News | Endoscopes | February 23, 2016

Agency says Custom Ultrasonics has not adequately demonstrated action on November recall of automatic endoscope reprocessors over concerns of heightened patient infection

February 23, 2016 — The U.S. Food and Drug Administration (FDA) is revising its November 2015 Safety Communication to provide updated information about its communications with Custom Ultrasonics regarding its November 2015 Recall Order.

On Nov. 12, 2015, in accordance with a consent decree entered in January 2007 with Custom Ultrasonics (Consent Decree), FDA ordered Custom Ultrasonics to recall, at its expense, all of its automated endoscope reprocessors (AERs). On Nov. 24, 2015, Custom Ultrasonics submitted a recall strategy to the FDA, which the agency found inadequate. Custom Ultrasonics has to date made no additional proposals to FDA to recall its AERs.

On Jan. 29, 2016, the FDA sent a letter to Custom Ultrasonics reinforcing the terms of the recall order and requiring Custom Ultrasonics to remove its AERs from the market. The FDA further notified Custom Ultrasonics that it could take additional measures under the consent decree should Custom Ultrasonics fail to initiate or diligently implement the recall or take other required actions.

Because Custom Ultrasonics has not demonstrated that its AERs can adequately wash and disinfect endoscopes to mitigate the risk of patient infection, the agency continues to recommend that healthcare facilities using Custom Ultrasonics AERs transition to alternative methods to reprocess flexible endoscopes as soon as possible, as emphasized in its Nov. 13, 2015 Safety Communication.

AERs are free-standing units used in healthcare facilities to disinfect flexible endoscopes and scope accessories between uses. Custom Ultrasonics AERs are intended to wash and high-level disinfect cleaned flexible endoscopes used in gastrointestinal and pulmonary tracts.
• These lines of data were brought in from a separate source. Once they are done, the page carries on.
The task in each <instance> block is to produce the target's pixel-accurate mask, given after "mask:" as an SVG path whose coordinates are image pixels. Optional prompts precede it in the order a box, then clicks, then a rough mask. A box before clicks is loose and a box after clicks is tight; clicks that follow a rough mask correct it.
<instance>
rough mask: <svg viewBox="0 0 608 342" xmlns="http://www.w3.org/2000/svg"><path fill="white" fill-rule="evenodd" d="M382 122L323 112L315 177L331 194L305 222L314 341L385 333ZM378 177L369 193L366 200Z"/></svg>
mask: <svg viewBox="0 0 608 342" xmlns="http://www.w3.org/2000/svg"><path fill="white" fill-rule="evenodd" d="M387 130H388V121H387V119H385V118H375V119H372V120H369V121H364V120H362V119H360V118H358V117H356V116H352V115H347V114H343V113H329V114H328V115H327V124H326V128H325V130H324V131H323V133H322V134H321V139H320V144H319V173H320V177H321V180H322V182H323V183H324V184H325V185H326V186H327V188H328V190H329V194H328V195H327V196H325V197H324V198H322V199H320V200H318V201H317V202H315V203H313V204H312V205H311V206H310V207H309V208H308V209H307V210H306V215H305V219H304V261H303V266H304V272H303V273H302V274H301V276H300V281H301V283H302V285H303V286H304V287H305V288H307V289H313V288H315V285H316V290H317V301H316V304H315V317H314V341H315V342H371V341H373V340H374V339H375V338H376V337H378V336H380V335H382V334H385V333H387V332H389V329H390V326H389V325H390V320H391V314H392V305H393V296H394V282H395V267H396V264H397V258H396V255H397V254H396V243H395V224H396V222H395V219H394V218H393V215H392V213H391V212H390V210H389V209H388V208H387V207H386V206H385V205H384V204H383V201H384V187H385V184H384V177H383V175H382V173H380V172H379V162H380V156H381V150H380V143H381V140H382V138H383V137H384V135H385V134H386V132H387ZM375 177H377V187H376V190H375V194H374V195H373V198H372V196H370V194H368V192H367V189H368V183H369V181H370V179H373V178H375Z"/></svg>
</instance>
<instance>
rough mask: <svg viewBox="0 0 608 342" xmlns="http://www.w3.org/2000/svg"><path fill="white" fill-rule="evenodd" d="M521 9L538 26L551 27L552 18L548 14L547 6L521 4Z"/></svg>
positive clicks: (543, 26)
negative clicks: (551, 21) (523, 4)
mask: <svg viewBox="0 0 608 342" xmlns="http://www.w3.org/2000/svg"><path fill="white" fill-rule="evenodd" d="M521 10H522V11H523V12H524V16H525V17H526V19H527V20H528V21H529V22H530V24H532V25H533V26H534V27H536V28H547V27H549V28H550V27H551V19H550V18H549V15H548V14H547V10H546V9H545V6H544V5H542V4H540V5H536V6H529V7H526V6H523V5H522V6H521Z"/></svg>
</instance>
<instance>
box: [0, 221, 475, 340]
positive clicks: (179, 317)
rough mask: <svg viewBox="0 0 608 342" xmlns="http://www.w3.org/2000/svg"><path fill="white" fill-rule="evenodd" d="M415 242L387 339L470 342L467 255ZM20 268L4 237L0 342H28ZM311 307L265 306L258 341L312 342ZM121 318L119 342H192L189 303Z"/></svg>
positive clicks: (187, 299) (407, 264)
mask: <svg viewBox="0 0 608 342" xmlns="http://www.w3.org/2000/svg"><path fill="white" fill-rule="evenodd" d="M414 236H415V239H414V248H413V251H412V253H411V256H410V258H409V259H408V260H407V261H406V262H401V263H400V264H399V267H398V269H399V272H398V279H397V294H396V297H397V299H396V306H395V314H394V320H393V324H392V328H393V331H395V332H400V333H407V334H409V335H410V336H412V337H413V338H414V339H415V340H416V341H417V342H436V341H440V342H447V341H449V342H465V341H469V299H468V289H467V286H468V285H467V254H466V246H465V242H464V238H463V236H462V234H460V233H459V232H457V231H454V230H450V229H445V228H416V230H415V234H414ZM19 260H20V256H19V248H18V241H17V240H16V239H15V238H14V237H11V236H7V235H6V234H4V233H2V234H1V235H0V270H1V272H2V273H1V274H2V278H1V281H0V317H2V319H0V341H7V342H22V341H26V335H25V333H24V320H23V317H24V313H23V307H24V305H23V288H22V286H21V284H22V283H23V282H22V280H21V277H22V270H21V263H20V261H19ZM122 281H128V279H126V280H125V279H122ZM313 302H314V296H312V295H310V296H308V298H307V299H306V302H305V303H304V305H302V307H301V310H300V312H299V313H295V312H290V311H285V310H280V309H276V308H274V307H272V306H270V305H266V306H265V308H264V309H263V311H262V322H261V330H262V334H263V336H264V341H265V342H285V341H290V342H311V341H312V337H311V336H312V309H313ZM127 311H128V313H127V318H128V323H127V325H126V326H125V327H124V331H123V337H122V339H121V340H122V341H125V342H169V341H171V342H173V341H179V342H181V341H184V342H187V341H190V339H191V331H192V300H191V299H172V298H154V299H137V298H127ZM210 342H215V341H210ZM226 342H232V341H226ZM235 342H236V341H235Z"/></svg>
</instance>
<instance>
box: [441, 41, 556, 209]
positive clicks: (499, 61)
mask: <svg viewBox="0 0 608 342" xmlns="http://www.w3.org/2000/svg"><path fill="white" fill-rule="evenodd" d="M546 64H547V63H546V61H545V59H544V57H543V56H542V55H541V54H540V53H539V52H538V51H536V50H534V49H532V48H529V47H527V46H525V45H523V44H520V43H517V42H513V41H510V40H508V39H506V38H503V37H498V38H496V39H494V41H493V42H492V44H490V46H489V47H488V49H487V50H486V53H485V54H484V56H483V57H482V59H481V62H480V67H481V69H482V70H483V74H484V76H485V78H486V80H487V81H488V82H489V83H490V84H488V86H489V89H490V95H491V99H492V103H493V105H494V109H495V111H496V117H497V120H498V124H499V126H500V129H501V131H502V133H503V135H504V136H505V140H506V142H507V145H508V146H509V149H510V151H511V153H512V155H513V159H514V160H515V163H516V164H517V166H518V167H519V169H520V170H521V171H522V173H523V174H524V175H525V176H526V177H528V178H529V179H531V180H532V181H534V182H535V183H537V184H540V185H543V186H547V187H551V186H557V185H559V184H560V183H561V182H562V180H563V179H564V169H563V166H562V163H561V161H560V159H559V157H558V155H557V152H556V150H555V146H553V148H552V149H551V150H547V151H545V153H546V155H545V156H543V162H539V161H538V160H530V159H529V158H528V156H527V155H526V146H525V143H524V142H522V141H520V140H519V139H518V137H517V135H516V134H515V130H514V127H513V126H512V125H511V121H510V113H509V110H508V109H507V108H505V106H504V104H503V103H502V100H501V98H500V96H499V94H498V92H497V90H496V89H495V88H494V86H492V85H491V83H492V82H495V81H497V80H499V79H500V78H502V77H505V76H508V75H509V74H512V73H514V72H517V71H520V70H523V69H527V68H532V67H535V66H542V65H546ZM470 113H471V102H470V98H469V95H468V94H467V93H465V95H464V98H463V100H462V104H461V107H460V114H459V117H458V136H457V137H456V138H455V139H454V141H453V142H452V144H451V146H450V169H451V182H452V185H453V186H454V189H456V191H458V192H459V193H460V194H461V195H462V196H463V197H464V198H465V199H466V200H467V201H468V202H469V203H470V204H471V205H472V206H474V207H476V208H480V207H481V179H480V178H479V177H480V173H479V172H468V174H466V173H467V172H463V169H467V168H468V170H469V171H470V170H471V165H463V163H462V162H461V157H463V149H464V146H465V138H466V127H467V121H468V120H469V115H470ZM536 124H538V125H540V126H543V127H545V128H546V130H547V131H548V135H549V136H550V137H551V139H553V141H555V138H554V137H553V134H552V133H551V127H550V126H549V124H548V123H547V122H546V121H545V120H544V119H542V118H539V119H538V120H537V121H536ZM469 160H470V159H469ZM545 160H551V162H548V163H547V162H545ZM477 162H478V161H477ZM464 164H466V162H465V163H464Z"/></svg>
As part of the FDA’s ongoing investigation into infections associated with reprocessed medical devices and AER devices used for cleaning and disinfection, the FDA has been reviewing the validation test methods and performance data for all AER manufacturers. To date, Custom Ultrasonics has not demonstrated that its AERs can adequately wash and disinfect endoscopes to mitigate the risk of patient infection.

In January 2007, Custom Ultrasonics entered into a consent decree because the company failed to comply with the FD&C Act and its implementing regulations. In 2012 and 2013, under the terms of the consent decree, FDA ordered Custom Ultrasonics to stop manufacturing and distributing all AER device models and components. The FDA ordered Custom Ultrasonics to recall AER devices after the company failed to obtain FDA clearance following a significant change to the software operating system for one of its AERs. After Custom Ultrasonics obtained clearance for the significant change to the software operating system, the cleared devices were permitted to remain on the market. Since the 2012 and 2013 orders, the FDA has not authorized Custom Ultrasonics to resume manufacturing or distributing any AERs, though the company has continued to service them.

The FDA’s most recent inspection of the Custom Ultrasonics’ facility in April 2015 documented continued violations. Violations include the inability to validate that the AERs can adequately wash and disinfect endoscopes to mitigate the risk of patient infection. The identified violations could result in an increased risk of infection transmission.

Healthcare facilities currently using Custom Ultrasonics AERs are advised to:

  • Identify and transition to alternate methods to reprocess flexible endoscopes, such as manual high-level disinfection, liquid chemical sterilization, alternative AERs, or other cleaning and sterilization methods according to the endoscope manufacturers’ reprocessing instructions.
  • Before transitioning to an alternative method, be sure that the endoscopes your facility uses are compatible with the alternative method by referring to the endoscope manufacturer’s reprocessing instructions.
  • Submit a report to Custom Ultrasonics and to the FDA via MedWatch if you suspect your healthcare facility’s Custom Ultrasonics AER has caused or contributed to patient infection.

The FDA continues to recommend the following endoscope reprocessing best practices:

  • Perform thorough cleaning of endoscopes and their accessories before high-level disinfection, liquid chemical sterilization or other sterilization methods.
  • Ensure that staff responsible for reprocessing endoscopes have the endoscope manufacturer’s instructions readily available to promote strict adherence.
  • Implement a comprehensive quality control program for reprocessing endoscopes. Your reprocessing program should include written procedures for monitoring training and adherence to the program, and documentation of equipment tests, processes, and quality monitors used during the reprocessing procedure.
  • Ensure that staff responsible for reprocessing endoscopes understand the importance of their role in reprocessing the device and maintain proficiency in performing required reprocessing tasks.
  • Adhere to general endoscope reprocessing guidelines and practices established by the infection control community and endoscopy professionals.